Emmanuel Lévinas estime qu'il n'y a pas d'autre conscience d'Autrui qu'éthique. Ce qui revient à dire que la relation à l'Autre ne se produit pas d'abord comme conscience de l'autre mais, comme conscience éthique. Presque toute la pensée de Lévinas se fonde sur l'éthique qu'il qualifie de « philosophie première ». C'est cette éthique capable d'assurer notre survie comme espèce humaine qui ne peut plus cohabiter avec le politique entendu comme gouvernement d'un Etat. Parce que le politique semble déboucher à la politique qui laisse actuellement prévaloir le mal au mépris du bien.

Comme notre auteur qui, après les deux guerres qui ont secoué l'humanité à son temps, se mit à réfléchir sur la place de l'Autre, il en va de même pour nous dans cette analyse. Notre pays depuis la deuxième république a connu une succession de guerres pendant lesquelles nos soeurs et frères congolais ont péri sans merci.
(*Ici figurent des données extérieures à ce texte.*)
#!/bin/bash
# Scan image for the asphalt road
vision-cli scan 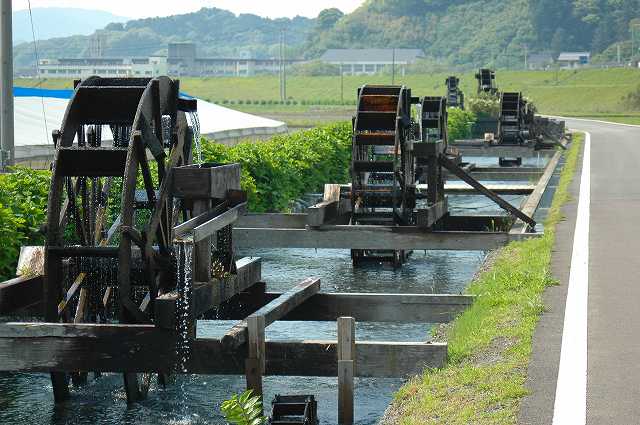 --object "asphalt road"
[519,119,640,425]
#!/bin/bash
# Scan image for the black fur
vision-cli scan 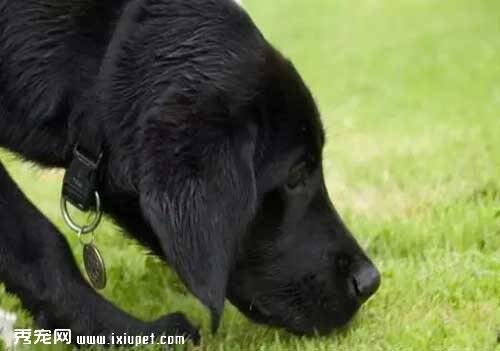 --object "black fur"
[0,0,379,344]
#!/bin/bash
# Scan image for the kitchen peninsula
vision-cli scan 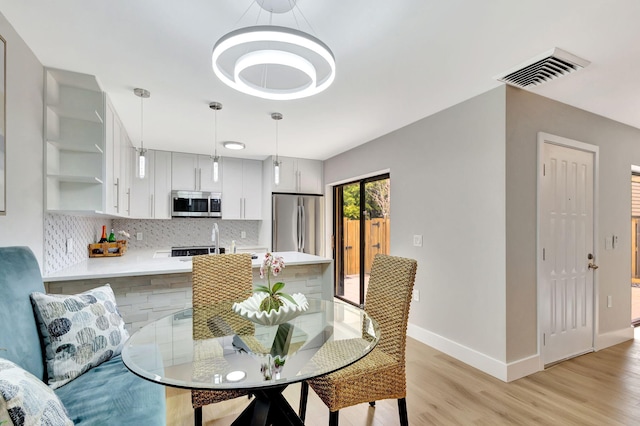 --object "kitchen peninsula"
[44,250,333,331]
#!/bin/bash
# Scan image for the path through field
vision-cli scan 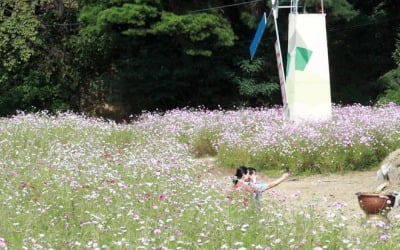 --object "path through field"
[200,158,400,227]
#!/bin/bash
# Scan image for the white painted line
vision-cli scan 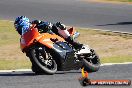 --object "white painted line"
[101,62,132,66]
[0,62,132,73]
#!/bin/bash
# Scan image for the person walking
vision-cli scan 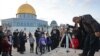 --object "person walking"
[0,26,4,54]
[39,33,46,55]
[46,32,52,52]
[73,14,100,56]
[29,33,35,53]
[34,28,42,54]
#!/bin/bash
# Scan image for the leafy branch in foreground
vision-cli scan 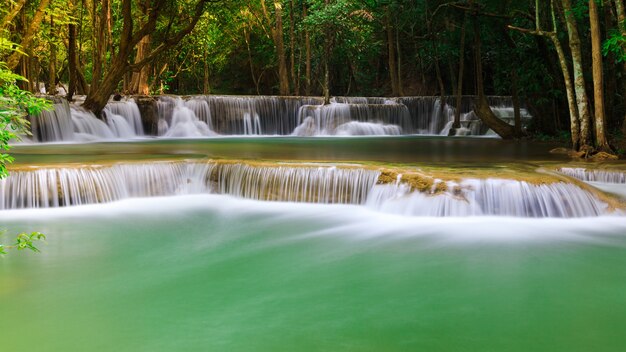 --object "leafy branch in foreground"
[0,232,46,255]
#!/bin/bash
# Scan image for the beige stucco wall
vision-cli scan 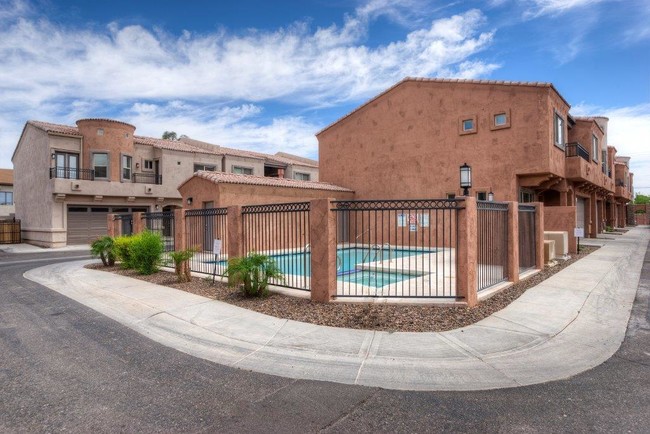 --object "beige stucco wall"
[317,81,569,201]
Face à cela, pouvons-nous dire que c'est l'homme congolais qui est mauvais ? Est-ce le pays qui est mal situé et parce que doté d'une source de richesse intarissable ?
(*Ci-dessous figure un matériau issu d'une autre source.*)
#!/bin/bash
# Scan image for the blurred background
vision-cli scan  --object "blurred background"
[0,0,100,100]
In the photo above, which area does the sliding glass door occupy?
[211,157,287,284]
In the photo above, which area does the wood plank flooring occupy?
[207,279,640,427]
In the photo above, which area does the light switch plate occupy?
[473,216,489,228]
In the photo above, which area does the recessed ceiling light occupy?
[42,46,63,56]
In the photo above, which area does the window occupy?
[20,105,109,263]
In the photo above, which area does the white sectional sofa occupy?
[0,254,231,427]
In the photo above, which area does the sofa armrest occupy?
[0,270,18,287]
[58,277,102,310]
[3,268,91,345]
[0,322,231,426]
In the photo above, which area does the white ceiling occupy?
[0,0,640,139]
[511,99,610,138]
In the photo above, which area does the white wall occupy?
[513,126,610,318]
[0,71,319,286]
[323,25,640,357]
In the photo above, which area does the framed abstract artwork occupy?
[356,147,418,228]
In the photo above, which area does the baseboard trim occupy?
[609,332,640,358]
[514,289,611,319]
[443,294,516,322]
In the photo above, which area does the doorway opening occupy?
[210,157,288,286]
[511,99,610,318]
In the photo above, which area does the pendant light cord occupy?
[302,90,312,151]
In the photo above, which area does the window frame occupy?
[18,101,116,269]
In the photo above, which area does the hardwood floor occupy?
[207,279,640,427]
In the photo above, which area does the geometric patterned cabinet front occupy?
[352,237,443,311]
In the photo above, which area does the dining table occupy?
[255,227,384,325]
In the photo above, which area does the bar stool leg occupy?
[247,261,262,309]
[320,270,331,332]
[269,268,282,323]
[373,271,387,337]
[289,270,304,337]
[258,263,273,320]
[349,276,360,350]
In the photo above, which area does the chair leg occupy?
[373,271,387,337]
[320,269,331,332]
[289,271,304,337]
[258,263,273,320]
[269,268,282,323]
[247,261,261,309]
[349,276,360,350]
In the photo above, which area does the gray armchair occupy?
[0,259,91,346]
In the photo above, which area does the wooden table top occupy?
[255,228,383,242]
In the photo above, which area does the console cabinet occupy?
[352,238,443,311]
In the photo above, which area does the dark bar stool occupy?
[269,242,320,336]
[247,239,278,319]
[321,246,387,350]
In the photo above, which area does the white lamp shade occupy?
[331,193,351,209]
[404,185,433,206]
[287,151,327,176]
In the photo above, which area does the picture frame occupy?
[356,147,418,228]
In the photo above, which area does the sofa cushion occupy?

Pas du tout, nous pensons que les causes sont ailleurs ; le problème de la méconnaissance de l'Autre trouve son origine dans l'état d'esprit de l'homme congolais actuel se trouvant dans l'espace socio-politique. Instance des décisions de grande envergure et de révolution sociale. Nous pensons que cet état d'esprit se caractérise par la domination, l'égoïsme, la corruption et le mensonge. Dans ce même ordre d'idées, pouvons-nous parler d'une politique ou d'une animalité ?
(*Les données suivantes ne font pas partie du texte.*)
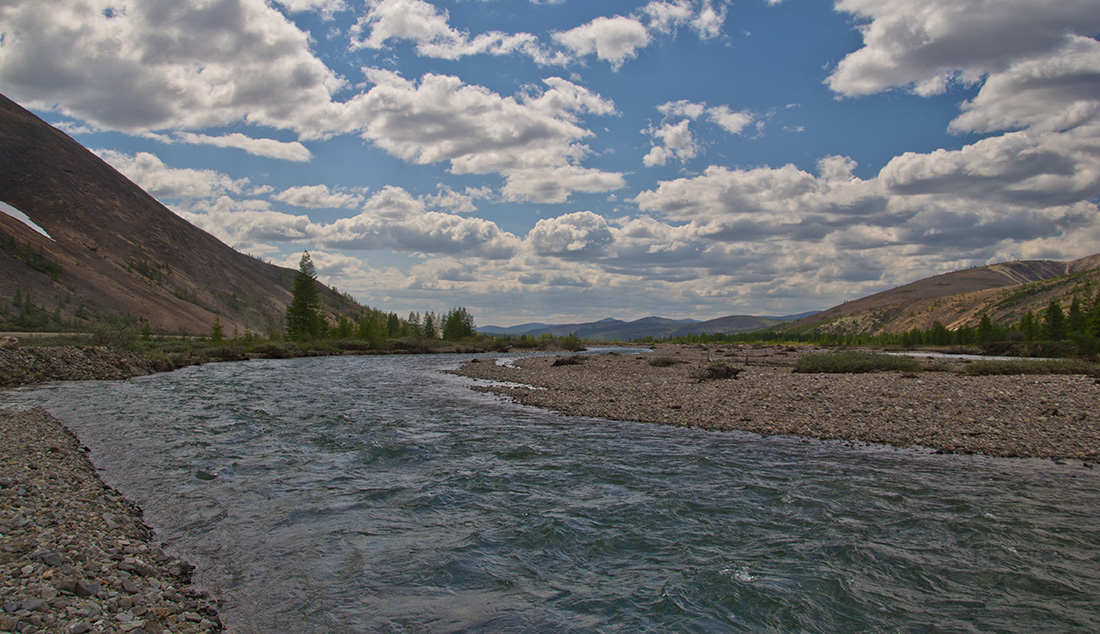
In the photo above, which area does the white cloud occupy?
[351,0,726,69]
[351,0,547,64]
[642,100,756,167]
[950,36,1100,132]
[553,15,649,70]
[272,185,363,209]
[828,0,1100,96]
[96,150,249,199]
[641,119,699,167]
[527,211,612,258]
[345,69,624,201]
[174,132,314,163]
[173,196,318,250]
[0,0,344,132]
[314,187,519,259]
[422,184,493,214]
[274,0,348,20]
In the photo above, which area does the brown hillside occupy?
[0,96,350,334]
[785,254,1100,335]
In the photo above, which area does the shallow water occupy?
[0,357,1100,633]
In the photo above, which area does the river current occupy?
[0,356,1100,633]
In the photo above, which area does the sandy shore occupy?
[457,346,1100,463]
[0,408,223,634]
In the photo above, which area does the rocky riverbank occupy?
[0,408,223,634]
[0,346,163,387]
[457,346,1100,464]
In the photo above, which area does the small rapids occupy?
[0,357,1100,633]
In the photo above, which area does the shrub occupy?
[794,351,921,374]
[694,363,744,381]
[253,341,297,359]
[963,359,1100,376]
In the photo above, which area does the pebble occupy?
[0,409,224,634]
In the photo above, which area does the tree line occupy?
[636,292,1100,357]
[286,252,475,346]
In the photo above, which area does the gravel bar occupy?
[455,345,1100,466]
[0,407,223,634]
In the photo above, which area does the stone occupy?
[73,580,99,597]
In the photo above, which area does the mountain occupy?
[0,95,358,334]
[477,315,785,341]
[784,254,1100,335]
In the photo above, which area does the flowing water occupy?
[0,357,1100,633]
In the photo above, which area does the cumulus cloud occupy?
[96,150,249,199]
[173,196,317,253]
[553,15,649,70]
[272,185,363,209]
[642,100,756,167]
[351,0,726,69]
[174,132,314,163]
[314,187,519,259]
[828,0,1100,96]
[345,69,624,201]
[950,36,1100,132]
[527,211,612,258]
[351,0,550,64]
[0,0,344,132]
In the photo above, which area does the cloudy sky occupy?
[0,0,1100,325]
III. 6. Politique ou animalité

Notre auteur, à travers ses leçons, insiste sur la vérité en faisant remarquer qu'elle a des dimensions multiples et cela s'applique en tout premier lieu à sa propre pensée. La politique a une autre dimension par laquelle elle n'est plus l'art de gagner la guerre. A l'état naturel, l'homme est présenté comme un « homo homini lupus » et son humanité exige de dépasser le règne de l'animalité, celui de la force brute. La raison politique est, dès lors, investie d'un sens nouveau et permet d'échapper à la guerre de tous contre tous. En ce sens, grâce à l'Etat, aux institutions, à la loi à laquelle se soumettent les libertés en lutte, un ordre pacifique peut émerger. L'ordre politique est le moyen de garantir un équilibre entre les composantes et les entités du gouvernement pour les forces qui s'opposent.

Si la règle du jeu social est fixée par le droit et son respect garanti par la police, la guerre et ses implications seront remplacées par une saine compétition commerciale où tout le peuple se sentira épanoui. Cependant, cet ordre politique se caractérise par son ambivalence. D'un côté, il transcende certes l'animalité et il est condition de liberté. Il est illusoire de penser garantir la liberté sans des institutions comme le pensent les politiciens congolais. La liberté ne se bâtit pas sur des bons sentiments. De l'autre côté, l'ordre politique ignore l'homme comme personne unique. Son universalité connaît seulement le citoyen dans son anonymat.

* 70 R. POLIN, Ethique et politique, Paris, Sirey, 1968, p.112-113.